11 post-Brexit trade deals being prepared by the UK that may eventually not work


The government of United Kingdon is preparing 11 trade deals to decrease the economic effects of leaving the European Union. However, all these work may be in vain.

The department, which is led by Liam Fox, is not able to negotiate any trade deal while they are still a member of the European Union – which will be the case until the 29th of March 2019. However, it can conduct discussions with possible partners.

As such, United Kingdom’s government is currently exploring how to possibly intensify its trade links with 11 partner countries such as:

  • the United States
  • China
  • the Gulf Cooperation Council (GCC),
  • Australia
  • South Korea
  • Norway
  • New Zealand
  • Mexico
  • Turkey
  • India
  • Israel

However, these preparations may never see the light of day. A senior U.K. economist at Berenberg, Kallum Pickering, told CNBC on Friday that “It really depends whether the U.K. can sign off the deals during the transitional period, such that they automatically come into force after the transitional period is over.”

The United Kingdom has said that a transition period is necessary to allow businesses to adjust and prepare for a post-Brexit world. This transition period may take up to three years, meaning that the United Kingdom will still have a link with the union up until the year 2022.

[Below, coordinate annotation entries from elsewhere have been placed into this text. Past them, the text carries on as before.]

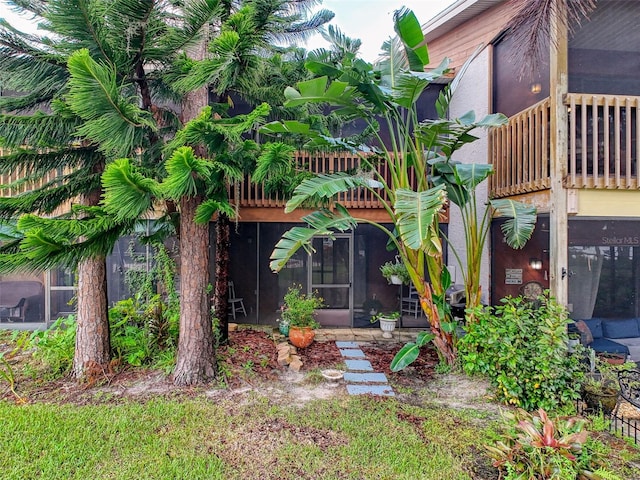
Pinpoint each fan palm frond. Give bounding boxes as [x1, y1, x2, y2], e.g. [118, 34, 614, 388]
[68, 49, 155, 157]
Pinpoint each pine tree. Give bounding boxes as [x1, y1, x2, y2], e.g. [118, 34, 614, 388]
[0, 0, 221, 379]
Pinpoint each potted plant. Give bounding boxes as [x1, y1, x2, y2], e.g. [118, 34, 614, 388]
[281, 285, 323, 348]
[380, 258, 411, 285]
[276, 318, 289, 337]
[371, 311, 400, 338]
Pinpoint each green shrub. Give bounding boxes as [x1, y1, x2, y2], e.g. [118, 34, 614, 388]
[109, 295, 179, 368]
[458, 295, 583, 411]
[485, 409, 619, 480]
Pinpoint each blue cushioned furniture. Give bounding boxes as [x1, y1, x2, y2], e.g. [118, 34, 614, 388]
[584, 318, 640, 360]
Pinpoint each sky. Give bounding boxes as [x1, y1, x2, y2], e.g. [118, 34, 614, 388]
[0, 0, 455, 62]
[306, 0, 455, 62]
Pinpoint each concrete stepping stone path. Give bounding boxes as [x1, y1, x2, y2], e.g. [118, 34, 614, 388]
[336, 342, 395, 397]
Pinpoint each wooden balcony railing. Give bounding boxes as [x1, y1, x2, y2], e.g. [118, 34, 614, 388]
[489, 93, 640, 197]
[489, 98, 550, 197]
[565, 93, 640, 189]
[230, 152, 398, 209]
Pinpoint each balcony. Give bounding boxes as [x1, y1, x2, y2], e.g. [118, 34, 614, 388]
[489, 93, 640, 198]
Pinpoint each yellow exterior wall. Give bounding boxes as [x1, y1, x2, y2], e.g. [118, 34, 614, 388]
[574, 190, 640, 217]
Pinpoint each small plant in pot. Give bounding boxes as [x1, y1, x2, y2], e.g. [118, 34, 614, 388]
[371, 312, 400, 338]
[380, 258, 411, 285]
[282, 285, 324, 348]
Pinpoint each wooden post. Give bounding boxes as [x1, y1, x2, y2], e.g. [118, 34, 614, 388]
[549, 0, 569, 305]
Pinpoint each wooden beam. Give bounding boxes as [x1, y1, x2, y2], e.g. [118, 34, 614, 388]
[549, 1, 569, 305]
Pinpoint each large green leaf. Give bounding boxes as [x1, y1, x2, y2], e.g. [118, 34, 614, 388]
[490, 199, 537, 248]
[284, 76, 357, 107]
[394, 186, 447, 251]
[269, 205, 357, 272]
[393, 8, 429, 72]
[102, 158, 160, 221]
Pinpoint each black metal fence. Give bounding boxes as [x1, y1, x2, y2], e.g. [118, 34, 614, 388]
[577, 401, 640, 445]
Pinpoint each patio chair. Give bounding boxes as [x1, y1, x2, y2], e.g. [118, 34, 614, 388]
[228, 282, 247, 321]
[613, 370, 640, 415]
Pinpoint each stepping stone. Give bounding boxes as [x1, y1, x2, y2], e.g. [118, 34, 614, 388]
[344, 360, 373, 372]
[344, 372, 387, 383]
[347, 385, 396, 397]
[340, 348, 365, 358]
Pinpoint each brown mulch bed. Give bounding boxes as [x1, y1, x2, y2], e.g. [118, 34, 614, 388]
[0, 329, 437, 404]
[360, 343, 438, 386]
[218, 330, 438, 386]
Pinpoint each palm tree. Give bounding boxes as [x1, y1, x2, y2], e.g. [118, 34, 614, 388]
[0, 0, 224, 378]
[171, 0, 333, 341]
[259, 10, 535, 366]
[507, 0, 596, 75]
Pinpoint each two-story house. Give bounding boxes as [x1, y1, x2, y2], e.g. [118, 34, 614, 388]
[423, 0, 640, 319]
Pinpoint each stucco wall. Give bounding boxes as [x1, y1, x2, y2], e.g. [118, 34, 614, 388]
[448, 48, 491, 301]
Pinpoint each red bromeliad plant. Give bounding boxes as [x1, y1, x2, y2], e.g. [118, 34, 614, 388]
[485, 409, 613, 480]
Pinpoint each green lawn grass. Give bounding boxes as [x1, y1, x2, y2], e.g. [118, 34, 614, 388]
[0, 396, 496, 480]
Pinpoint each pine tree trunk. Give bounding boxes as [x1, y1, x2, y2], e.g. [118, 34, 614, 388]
[73, 256, 111, 380]
[173, 193, 215, 385]
[213, 213, 231, 344]
[72, 178, 111, 381]
[420, 283, 458, 366]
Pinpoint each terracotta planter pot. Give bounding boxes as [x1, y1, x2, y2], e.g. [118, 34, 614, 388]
[380, 317, 398, 338]
[289, 326, 316, 348]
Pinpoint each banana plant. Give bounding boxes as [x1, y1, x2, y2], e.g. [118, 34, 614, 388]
[258, 9, 536, 368]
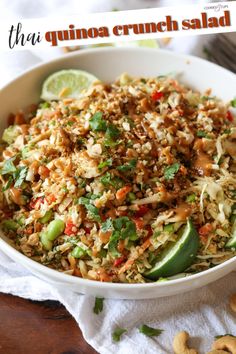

“We won’t know whether (the possibility of making trade deals) will be a feature of the transitional period until there is ‘sufficient progress’ on the Brexit divorce and the transitional framework can thus be negotiated,” Pickering has told CNBC.

However, the European Union appears to unlikely to agree to that. In one of the guidelines of the Brexit negotiations, the European Union stated: “Should a time-limited prolongation of Union acquis ( a body of common rights and obligations) be considered, this would require existing Union regulatory, budgetary, supervisory, judiciary and enforcement instruments and structures to apply.” It seems that this statement suggests that the current rules, such as on negotiating trade deals would continue to be implemented even during the transition period.

However, even if the European Union adhered to that, the United Kingdom may fail to convince partners to strike agreements without first settling its trade links with the European Union.

“The problem for the Department for International Trade is that any trade partner will wait to find out what the final trade terms between the U.K. and the EU will be , before agreeing a meaningful bilateral trade agreement with the UK. The EU market is simply too important for UK-based business,” head of Europe in the World unit at the Netherlands Institute of International Relations, Rem Korteweg, told CNBC.

Meaning, if a U.S investor is not sure whether a factory based in the United Kingdom will face barriers when selling to the European Union market, he or she is unlikely to purchase the said facility.

“Since the transition deal is also meant to buy time to negotiate the future EU-UK trade relationship, it is highly unlikely that a meaningful trade deal will be finalized during that period,” said Korteweg.

Even though the United Kingdom is free to explore new trade deals, and other actions regarding trade negotiations, these actions would not establish a final free trade agreement in themselves.

According to Korteweg, “such flirts do not make a marriage.”